Во всем хочу я следовать примеру,
Достойному примеру твоему.
– Что ж, Петя, следуй моему примеру.
Тебе он много пользы принесет…
(То-то небось извертелся в гробу незабвенный Васисуалий Лоханкин!)
А однажды лунной ночью оба Пети, знавшие наизусть Вертинского, всю ночь его пели вполголоса – так проникновенно и красиво, как бывает только раз в жизни, и повторить уже не получится никогда.
Все вместе они приехали в Киев, откуда через пару дней Якиру было возвращаться в Москву, они пошли его провожать.
– Вон! Вон они! – возбудился Петя-диссидент. – Вон один. Вон второй. Вон еще…
– Да ладно, – усомнился Петя-режиссер.
– Они, они, – успокоил его Якир. – А вот мы проверим.
Быстро зашагали по улице. Указанные следопыты, почему-то все в одинаковых серых костюмах, последовали за ними. Неукоснительно. Было их человек пять. Экипаж машины боевой. Свернув за угол, Якир тут же и остановился.
– Прошу любить и жаловать.
Из-за угла вылетел серый и тут же увидел всю троицу прямо перед собой. От неожиданности он даже покачнулся, словно его крепко ударили по лбу. Лицо его дернулось, и он пошел спиной назад, пока не исчез за углом.

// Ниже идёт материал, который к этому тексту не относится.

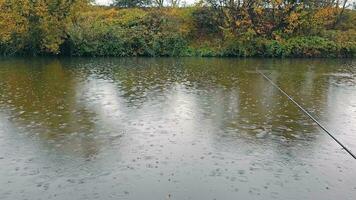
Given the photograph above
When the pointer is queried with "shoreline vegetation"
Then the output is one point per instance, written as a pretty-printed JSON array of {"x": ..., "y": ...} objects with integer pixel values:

– Убедил, – сказал Фоменко. – Однако какая грубая работа.
– Хохляндия, – сплюнул Якир. – Учатся еще.
Он уехал, а Михайлов с Фоменко остались в Киеве чуть не на весь август, чтобы уже вплотную заняться Шекспиром, благо вся труппа приехала сюда казать «Платона Кречета» в постановке самого А. Эфроса в надежде на большой успех, в том числе и государственный, чтобы под это дело получить «добро» на постановку «Ромео и Джульетты» – давней эфросовской мечты.
Да, такое было время: Митта снимал «Москва, любовь моя», чтобы под это дело снять «Арапа» с Высоцким; Айтматов писал идиотское предисловие, чтобы пропихнуть свой «Буранный полустанок»; Захаров ставил «Автоград» под своего блистательного «Тиля». Хотя, заметим на полях, и «Автоград», и «Платон Кречет» поставлены были все равно талантливо. Все-таки лояльность не обязательно означает верноподданность.
Таким образом, в репертуаре Малой Бронной назревали одна за другой комедия и трагедия Великого Англичанина в постановке двух выдающихся мастеров. Первым по очереди шел Фоменко. Эфросу вообще было легче: его полностью устраивал текст пьесы. Петр же Наумыч никак не мог успокоиться: даже укоротив классика на четверть, он чувствовал, что еще не достиг совершенства. Лето для них с Михайловым перенеслось с блестящей гальки Черного моря на белый песочек Днепра, где часами лежали они над страницами текста, марая и комбинируя. Рядом располагался Эфрос, снисходительно посматривающий на их нервную работу.
– А вот я, – говорил он, – из своего «Ромео» ни одной строчки вычеркнуть не могу.
После таких слов только и оставалось, что урезать комедию наполовину, просто из принципа. Втиснуть эти пять сырых расползающихся актов в стройные и подтянутые два. Прослоив дополнительными стихами и музыкой. Получилось все-таки в три. Эфрос с толку сбил. В два надо было.
А над Пражской Весной сгущалась Московская Зима. Явно и неотвратимо. А уж когда послышались задорные порывы выйти из Варшавского пакта, нечего было и сомневаться. Но вторжение, с другой стороны, представлялось настолько невообразимым троглодитством, что, стало быть, мало оказалось пятидесяти лет усиленного режима, чтобы отбить надежду на амнистию.
Троглодиты, разумеется, – но не до такой же степени! Еще 20 августа Михайлов горячо заключал пари: не войдут!
На утро 21 августа назначен был суд над Толей Марченко: ему светил срок «за нарушение паспортного режима» – небольшой, но с угрозой продления с помощью придирок на зоне: давно применяемая подлость.